A commercial HVAC company runs on break-fix. The phone rings when a unit fails and a tech goes out to fix it. Then the relationship goes quiet until the next failure, and the company re-earns the account one emergency at a time. The contract that would smooth all of it out is sitting in the company's own call history, uncounted.
Break-fix is a treadmill
A service company that lives on break-fix starts every month near zero. The trucks roll and the work is good, and none of it carries forward, because a customer with a working unit has no reason to call. Growth means hoping for more emergencies, which is a strange thing to root for, and the revenue swings with the weather and with luck.
The preventive maintenance contract is the way off the treadmill. It turns a customer who calls when something breaks into an account that pays every month and calls less, because the point of the plan is to catch the failure before it happens. Predictable revenue on one side, fewer 2 a.m. calls on the other.
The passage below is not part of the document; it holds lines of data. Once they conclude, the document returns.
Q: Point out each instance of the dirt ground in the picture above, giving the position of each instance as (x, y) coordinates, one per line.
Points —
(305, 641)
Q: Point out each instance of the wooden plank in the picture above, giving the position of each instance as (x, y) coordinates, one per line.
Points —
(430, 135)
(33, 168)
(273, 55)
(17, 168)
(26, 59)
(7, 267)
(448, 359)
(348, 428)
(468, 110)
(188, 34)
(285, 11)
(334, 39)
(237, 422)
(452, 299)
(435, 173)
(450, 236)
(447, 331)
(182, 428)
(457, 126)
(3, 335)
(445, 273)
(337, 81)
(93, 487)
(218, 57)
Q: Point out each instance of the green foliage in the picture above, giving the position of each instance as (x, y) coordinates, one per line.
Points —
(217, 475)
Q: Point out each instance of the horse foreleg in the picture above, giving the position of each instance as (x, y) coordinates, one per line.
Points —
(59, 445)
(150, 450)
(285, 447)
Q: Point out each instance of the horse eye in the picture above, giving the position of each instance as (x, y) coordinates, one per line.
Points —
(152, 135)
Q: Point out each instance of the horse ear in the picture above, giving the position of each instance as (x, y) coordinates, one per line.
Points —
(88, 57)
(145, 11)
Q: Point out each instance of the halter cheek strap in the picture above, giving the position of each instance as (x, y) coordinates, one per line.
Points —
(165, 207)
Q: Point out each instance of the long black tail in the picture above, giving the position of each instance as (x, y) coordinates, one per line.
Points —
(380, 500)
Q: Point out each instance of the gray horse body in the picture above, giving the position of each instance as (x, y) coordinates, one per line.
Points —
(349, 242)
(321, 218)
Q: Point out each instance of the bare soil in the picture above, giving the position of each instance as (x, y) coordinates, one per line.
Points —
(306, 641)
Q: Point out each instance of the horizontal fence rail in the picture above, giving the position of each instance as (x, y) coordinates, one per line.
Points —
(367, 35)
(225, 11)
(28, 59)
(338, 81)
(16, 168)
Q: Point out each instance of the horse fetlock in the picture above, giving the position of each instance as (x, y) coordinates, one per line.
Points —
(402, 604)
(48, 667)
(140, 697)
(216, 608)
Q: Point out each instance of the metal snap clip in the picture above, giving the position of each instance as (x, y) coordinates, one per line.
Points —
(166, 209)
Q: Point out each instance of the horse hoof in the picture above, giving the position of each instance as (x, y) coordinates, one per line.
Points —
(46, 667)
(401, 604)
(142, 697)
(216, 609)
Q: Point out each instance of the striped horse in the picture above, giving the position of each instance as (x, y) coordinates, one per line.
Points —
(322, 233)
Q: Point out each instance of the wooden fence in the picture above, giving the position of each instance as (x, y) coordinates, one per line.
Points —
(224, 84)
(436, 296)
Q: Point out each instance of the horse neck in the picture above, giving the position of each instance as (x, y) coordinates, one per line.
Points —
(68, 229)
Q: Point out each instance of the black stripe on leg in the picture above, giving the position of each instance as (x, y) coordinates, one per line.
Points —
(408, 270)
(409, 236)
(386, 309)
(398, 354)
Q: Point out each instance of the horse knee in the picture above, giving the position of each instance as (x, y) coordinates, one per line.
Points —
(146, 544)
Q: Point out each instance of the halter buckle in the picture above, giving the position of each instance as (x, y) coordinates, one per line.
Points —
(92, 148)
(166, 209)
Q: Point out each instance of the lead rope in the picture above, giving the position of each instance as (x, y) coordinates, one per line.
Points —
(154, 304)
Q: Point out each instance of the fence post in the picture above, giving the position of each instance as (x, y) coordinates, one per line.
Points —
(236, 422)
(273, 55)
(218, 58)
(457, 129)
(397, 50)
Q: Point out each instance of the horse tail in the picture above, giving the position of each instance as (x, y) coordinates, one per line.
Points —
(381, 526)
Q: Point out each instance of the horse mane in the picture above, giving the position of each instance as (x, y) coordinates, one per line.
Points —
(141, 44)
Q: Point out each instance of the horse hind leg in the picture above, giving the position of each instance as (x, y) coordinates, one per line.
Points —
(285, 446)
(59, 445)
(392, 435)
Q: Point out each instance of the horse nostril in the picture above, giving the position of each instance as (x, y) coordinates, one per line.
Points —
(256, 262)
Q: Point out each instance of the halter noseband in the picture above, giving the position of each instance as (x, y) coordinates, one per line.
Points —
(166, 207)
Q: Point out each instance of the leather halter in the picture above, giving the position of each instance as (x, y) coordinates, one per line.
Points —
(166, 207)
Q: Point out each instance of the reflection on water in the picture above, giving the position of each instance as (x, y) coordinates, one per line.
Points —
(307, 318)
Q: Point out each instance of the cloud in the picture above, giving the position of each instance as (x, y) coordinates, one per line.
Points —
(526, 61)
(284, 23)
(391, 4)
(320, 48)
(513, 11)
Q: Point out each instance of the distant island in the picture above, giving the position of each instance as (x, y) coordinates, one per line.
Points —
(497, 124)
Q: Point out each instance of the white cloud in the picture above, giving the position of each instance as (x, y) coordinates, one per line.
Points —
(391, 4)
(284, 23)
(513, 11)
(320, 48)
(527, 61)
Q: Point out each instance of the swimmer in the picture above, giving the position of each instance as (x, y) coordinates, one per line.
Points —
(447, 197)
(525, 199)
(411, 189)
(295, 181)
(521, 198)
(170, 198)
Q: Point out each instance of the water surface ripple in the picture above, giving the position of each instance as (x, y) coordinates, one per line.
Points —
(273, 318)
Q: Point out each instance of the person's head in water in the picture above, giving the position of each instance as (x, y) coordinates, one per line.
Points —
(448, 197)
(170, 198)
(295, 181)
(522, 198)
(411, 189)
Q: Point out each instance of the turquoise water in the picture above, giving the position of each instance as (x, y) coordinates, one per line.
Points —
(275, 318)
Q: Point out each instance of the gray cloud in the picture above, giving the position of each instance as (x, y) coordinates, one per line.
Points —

The pipeline is the service history
The customers who should be on a maintenance plan are not a mystery. They are the ones already calling. A building that has had the same rooftop unit serviced four times this year is telling the company plainly that it needs a plan, and so is the property manager with three separate emergency invoices on file. The list of best maintenance-plan prospects is the company's own service log, sorted by how often each customer calls.
That list never gets pulled. The dispatcher closes the ticket and moves to the next call, the invoice goes out, and the pattern across a customer's year lives nowhere anyone looks. The owner remembers a few of the worst repeat callers and offers them a plan over coffee, and the rest stay on break-fix because no one counted.
Why the offer never goes out
Even when a company knows a customer calls a lot, the maintenance offer competes with the work. The person who could pitch the contract is dispatching trucks and chasing parts, and selling a plan is a deliberate conversation that needs preparation, so it loses to whatever is on fire today. The follow-up after a big repair, the natural moment to say this would have been cheaper on a plan, passes while the tech is already on the next job.
So the contract that would steady the business stays a someday project, and the company keeps re-earning the same accounts one failure at a time.
What a system changes
The build reads the service history and surfaces the accounts that earn a maintenance offer: the customers above a call-frequency or spend threshold, ranked. For each one it drafts the pitch grounded in that customer's own record, the four visits this year and the unit that keeps failing, and queues it for a person to review and send. The pipeline that was buried in invoices becomes a working list.
The company stops relying on the owner's memory of who calls a lot. The offers go out on the cadence the data sets, right after the repair that proves the point, instead of whenever someone finds a free hour.
Before you build it
Two things have to exist first. Service history tied to the customer and the equipment, so call frequency is something the system can count rather than something a dispatcher half-remembers. And a defined maintenance offer, meaning what the plan includes and what it costs the company to deliver, because a system cannot pitch a contract the company has not written down.
Start by pulling every customer with three or more service calls in the last year. That list is the contract pipeline the company already earned and never worked.